Владимир Михановский - По острию ножа
— Так вот они какие, «белые колготки», — задумчиво произнес кто-то.
— Вот кто убил наших ребят.
Из горла рвались гневные слова, но там и застывали: ругаться над трупом было негоже.
— И что с ней делать?
— Тут бросим.
— Падаль!
— Шакалы сожрут.
Командир что-то прикинул и велел:
— Эту тоже вниз стащить.
У него были на сей счет свои соображения.
— Ты что, хочешь предать ее земле? Эту дрянь?
— Убийца…
— Она этого недостойна!
— Там разберемся! — отрезал командир, и они двинулись вниз.
Роксолане снился сладкий сон, которому суждено было стать последним в ее неправедной жизни.
…Они с отцом идут со станции через поселок Ирпень. Раннее летнее утро, тихое-тихое. Их ждет рыбалка на берегу реки. Отец несет рыболовные принадлежности, она шлепает босиком по бархатной пыли, оставляя четкие следы, туфли держит в руке.
— Папа, а почему так тихо?
— Люди еще спят.
— А почему спят?
— Рано.
— А почему петухи не поют?
— Потому что этот поселок особенный.
— Как это?
— Почемучка, — улыбается отец. — Он особенный, этот поселок.
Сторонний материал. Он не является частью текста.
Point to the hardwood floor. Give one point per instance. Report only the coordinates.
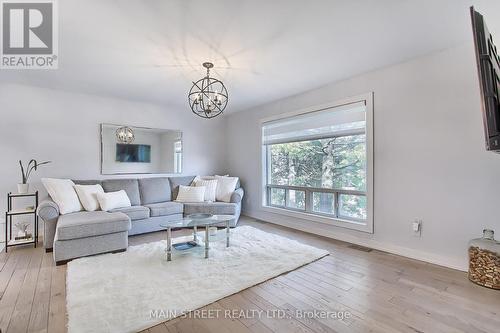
(380, 292)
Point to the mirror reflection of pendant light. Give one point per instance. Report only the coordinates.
(208, 96)
(125, 134)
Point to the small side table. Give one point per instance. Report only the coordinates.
(10, 213)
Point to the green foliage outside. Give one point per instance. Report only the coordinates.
(334, 163)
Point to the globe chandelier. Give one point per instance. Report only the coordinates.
(125, 134)
(208, 96)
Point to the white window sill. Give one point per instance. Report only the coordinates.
(338, 222)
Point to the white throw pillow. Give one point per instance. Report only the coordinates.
(210, 188)
(191, 193)
(225, 187)
(63, 194)
(112, 200)
(88, 196)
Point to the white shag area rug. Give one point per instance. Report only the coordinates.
(118, 292)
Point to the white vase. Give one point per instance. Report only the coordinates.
(23, 188)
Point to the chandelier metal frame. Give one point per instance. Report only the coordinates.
(208, 96)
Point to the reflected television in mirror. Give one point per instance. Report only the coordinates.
(151, 151)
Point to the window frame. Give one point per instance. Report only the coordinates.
(308, 213)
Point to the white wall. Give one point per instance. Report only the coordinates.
(430, 159)
(64, 127)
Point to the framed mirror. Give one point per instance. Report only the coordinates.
(133, 150)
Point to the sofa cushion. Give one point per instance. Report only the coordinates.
(221, 208)
(154, 190)
(165, 208)
(131, 186)
(87, 182)
(134, 212)
(88, 224)
(176, 181)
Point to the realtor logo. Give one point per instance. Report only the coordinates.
(29, 34)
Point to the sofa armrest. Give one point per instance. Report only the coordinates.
(48, 211)
(237, 195)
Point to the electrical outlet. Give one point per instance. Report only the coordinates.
(416, 228)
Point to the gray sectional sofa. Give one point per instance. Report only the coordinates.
(86, 233)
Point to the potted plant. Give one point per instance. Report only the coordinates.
(23, 187)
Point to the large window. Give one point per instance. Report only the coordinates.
(319, 163)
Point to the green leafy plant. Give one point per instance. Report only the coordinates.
(32, 165)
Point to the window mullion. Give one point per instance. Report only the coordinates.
(336, 204)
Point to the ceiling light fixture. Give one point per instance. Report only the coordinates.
(125, 134)
(208, 96)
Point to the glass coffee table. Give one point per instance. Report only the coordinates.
(194, 221)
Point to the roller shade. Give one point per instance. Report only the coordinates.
(342, 120)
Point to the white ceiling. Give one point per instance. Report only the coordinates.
(262, 50)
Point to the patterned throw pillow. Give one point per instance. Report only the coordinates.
(210, 188)
(191, 194)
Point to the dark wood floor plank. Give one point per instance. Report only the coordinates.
(381, 291)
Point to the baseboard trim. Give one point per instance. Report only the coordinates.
(431, 258)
В нем не простые люди живут.
— Колдуны? — голос Роксоланки замирает от восторга.
— Не колдуны, а писатели, — поправляет отец.
— А кто такие — писатели?
— Вот пойдешь в школу, узнаешь.
Солнце стоит еще низко, в воздухе стоит прохлада, напоенная ароматом расцветающих яблоневых садов.
Но вдруг становится жарко, невыносимо жарко. Солнце жжет невыносимо. И когда только оно успело так быстро и незаметно вскарабкаться в зенит?..
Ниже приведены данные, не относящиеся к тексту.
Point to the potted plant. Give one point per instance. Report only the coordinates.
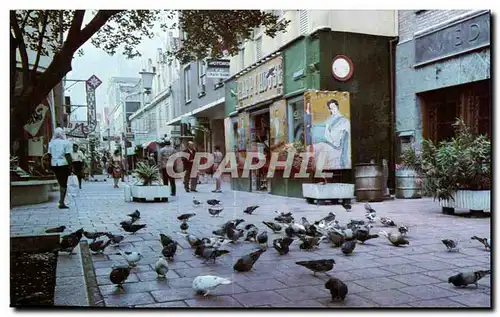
(459, 171)
(408, 174)
(148, 185)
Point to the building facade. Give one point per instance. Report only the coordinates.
(443, 71)
(281, 95)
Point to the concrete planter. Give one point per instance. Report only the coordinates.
(408, 184)
(328, 191)
(468, 199)
(149, 193)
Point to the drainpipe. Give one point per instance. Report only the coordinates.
(392, 44)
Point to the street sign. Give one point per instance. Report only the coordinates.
(94, 81)
(218, 68)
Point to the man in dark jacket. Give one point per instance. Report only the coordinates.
(188, 166)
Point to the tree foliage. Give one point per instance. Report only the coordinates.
(208, 33)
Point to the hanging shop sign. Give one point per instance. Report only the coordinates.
(467, 34)
(218, 68)
(328, 127)
(260, 84)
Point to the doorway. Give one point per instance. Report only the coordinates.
(470, 102)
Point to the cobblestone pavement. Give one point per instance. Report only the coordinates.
(377, 274)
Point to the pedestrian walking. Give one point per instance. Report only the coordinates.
(116, 167)
(60, 161)
(188, 167)
(165, 165)
(217, 161)
(78, 159)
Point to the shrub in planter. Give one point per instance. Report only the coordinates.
(147, 174)
(460, 164)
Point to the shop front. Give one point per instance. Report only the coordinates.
(256, 94)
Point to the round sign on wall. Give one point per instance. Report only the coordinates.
(342, 68)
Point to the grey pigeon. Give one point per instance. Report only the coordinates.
(337, 288)
(464, 279)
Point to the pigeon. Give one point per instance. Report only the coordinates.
(369, 208)
(251, 235)
(348, 246)
(321, 266)
(395, 238)
(346, 206)
(210, 253)
(115, 239)
(262, 237)
(403, 230)
(161, 267)
(464, 279)
(364, 235)
(185, 217)
(337, 288)
(273, 226)
(133, 228)
(308, 243)
(99, 246)
(282, 245)
(215, 212)
(56, 230)
(131, 257)
(450, 244)
(135, 215)
(93, 235)
(245, 263)
(204, 284)
(166, 240)
(184, 226)
(70, 241)
(484, 241)
(388, 222)
(119, 275)
(169, 250)
(336, 238)
(250, 210)
(213, 202)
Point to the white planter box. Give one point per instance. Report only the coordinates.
(469, 199)
(150, 192)
(328, 191)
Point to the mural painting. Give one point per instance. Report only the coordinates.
(328, 128)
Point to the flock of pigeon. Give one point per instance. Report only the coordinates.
(309, 235)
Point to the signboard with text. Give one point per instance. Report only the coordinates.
(218, 68)
(262, 83)
(459, 37)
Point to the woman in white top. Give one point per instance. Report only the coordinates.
(77, 158)
(60, 161)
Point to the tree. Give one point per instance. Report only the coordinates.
(208, 33)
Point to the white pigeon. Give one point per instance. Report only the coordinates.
(131, 257)
(161, 267)
(206, 283)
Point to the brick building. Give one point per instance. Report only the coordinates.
(442, 72)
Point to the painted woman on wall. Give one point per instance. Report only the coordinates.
(334, 150)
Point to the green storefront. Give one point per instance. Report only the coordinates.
(356, 65)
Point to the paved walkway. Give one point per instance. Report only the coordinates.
(377, 274)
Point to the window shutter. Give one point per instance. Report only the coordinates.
(303, 22)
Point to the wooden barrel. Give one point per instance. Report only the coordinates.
(369, 179)
(408, 184)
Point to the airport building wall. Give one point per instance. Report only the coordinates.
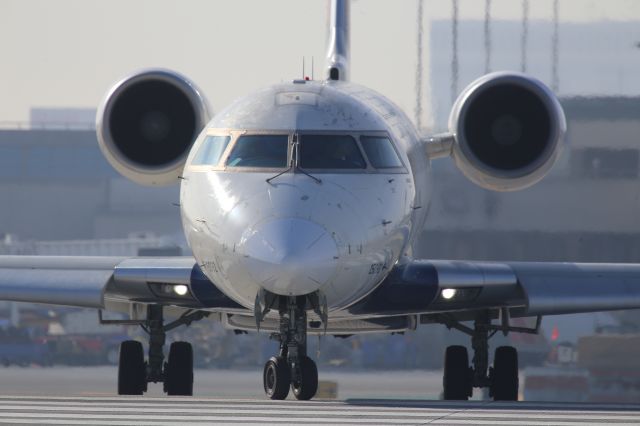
(56, 185)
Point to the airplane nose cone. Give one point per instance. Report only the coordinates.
(291, 256)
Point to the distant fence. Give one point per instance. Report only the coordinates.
(29, 125)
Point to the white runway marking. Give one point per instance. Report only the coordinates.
(181, 411)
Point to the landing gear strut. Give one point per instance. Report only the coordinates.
(501, 379)
(176, 374)
(291, 368)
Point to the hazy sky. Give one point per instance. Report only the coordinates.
(66, 53)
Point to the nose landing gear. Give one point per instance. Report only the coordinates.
(292, 368)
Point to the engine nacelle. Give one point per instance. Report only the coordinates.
(147, 124)
(509, 130)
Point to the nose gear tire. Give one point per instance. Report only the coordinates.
(276, 378)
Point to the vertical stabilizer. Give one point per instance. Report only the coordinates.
(338, 54)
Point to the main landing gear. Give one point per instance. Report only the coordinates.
(502, 379)
(176, 373)
(291, 368)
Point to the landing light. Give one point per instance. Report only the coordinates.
(448, 293)
(181, 289)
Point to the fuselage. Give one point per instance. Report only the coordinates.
(304, 186)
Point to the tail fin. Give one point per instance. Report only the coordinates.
(338, 54)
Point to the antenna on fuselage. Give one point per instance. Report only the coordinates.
(338, 54)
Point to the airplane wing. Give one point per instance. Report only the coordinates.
(526, 288)
(414, 287)
(93, 282)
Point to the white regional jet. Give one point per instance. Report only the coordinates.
(301, 203)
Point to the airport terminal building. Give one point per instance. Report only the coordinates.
(58, 192)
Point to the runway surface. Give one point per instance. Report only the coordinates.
(181, 411)
(86, 396)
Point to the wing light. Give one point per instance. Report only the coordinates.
(448, 293)
(170, 291)
(181, 290)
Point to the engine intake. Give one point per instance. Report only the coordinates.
(509, 130)
(147, 124)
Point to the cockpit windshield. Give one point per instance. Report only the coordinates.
(266, 151)
(330, 152)
(211, 150)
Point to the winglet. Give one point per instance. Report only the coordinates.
(338, 54)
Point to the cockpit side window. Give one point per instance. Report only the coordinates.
(330, 152)
(380, 152)
(267, 151)
(211, 150)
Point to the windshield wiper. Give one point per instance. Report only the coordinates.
(281, 173)
(304, 172)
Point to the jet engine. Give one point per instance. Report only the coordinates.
(509, 130)
(147, 124)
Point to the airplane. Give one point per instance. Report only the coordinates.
(300, 203)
— Папа, мне жарко!!! — хочет закричать Роксолана, но с ужасом чувствует, что голос ей не повинуется.
Одновременно налетает невесть откуда ураган, который уносит все: и дома загадочных писателей, о которых ей еще предстоит узнать, и дощатые плетни, и раскинувшиеся за ними сады, усыпанные белым цветом, и дальний берег великой реки — все, все унес ураган, в том числе и ее. Он оторвал ее от земли, завертел, как оторванный листок, вырвал руку из руки отца и утащил куда-то в пропасть…
Когда бомба, сброшенная с вертолета, взорвалась, Роксолана так и не успела проснуться.
Бомба испепелила верхушку скалы, но снайперша находилась в пещере, и силу огненного взрыва немного погасили ее стенки. Огненные вихри как бы вывернули наизнанку «гнездо кукушки» и вышвырнули прочь его содержимое. Так она вместе со спальным мешком, поднятая высоко вверх вместе с оплавленными обломками была низвергнута на склон.
А снайперская винтовка и оптический прибор ночного видения, донельзя искореженные, попали в другой поток обломков и по крутому склону сползли в пропасть.
Трупы на морозе хорошо сохраняются.
Обгоревшую при взрыве Роксолану вместе со спальным мешком по приказу командира доставили на военно-полевую базу.
Так уж сложилось на этой войне, что регулярно, по мере «накопления» — если здесь уместно употребить это слово — у русских с чеченцами происходил обмен погибшими.
Полевые командиры привозили погибших российских солдат и офицеров, которые оказались в их расположении, наши отдавали трупы чеченцев, которых противник предавал захоронению по мусульманским обычаям, как того требует Коран.
На этот раз в числе прочих был и труп женщины. Командир, подобравший его на склоне горы, рассчитывал получить взамен кого-нибудь из наших погибших солдат. Ведь в часть, преодолевая все кордоны и КПП, приезжали обезумевшие матери, которые искали своих пропавших без вести сыновей. И уж если сын погиб, то горькой отрадой было увезти на родину для захоронения хотя бы его тело, чтобы знать, где его могила, к какому кресту приходить, чтобы проливать не иссякающие слезы до самой кончины.
Один из чеченских командиров, пожилой, в высоченной папахе, надолго остановился перед обгоревшей снайпершей. Боевик вглядывался в нее так, словно хотел надолго запомнить знакомые черты — он, конечно, узнал ее, гордость своего отряда, которая так удивительно метко поражала неверных. А ведь он так и не успел с ней расплатиться в последний раз…
— Что, узнать не можешь? — спросил наш командир, руководивший обменом, который происходил по принципу «так на так».
— Узнал.
— Бери, это ваша.
Чеченец покачал головой.
— Не берешь? — удивился командир.
— Нет.
— Но почему?
— Она не нашей веры, — ответил чеченец и не спеша перешел к следующему трупу.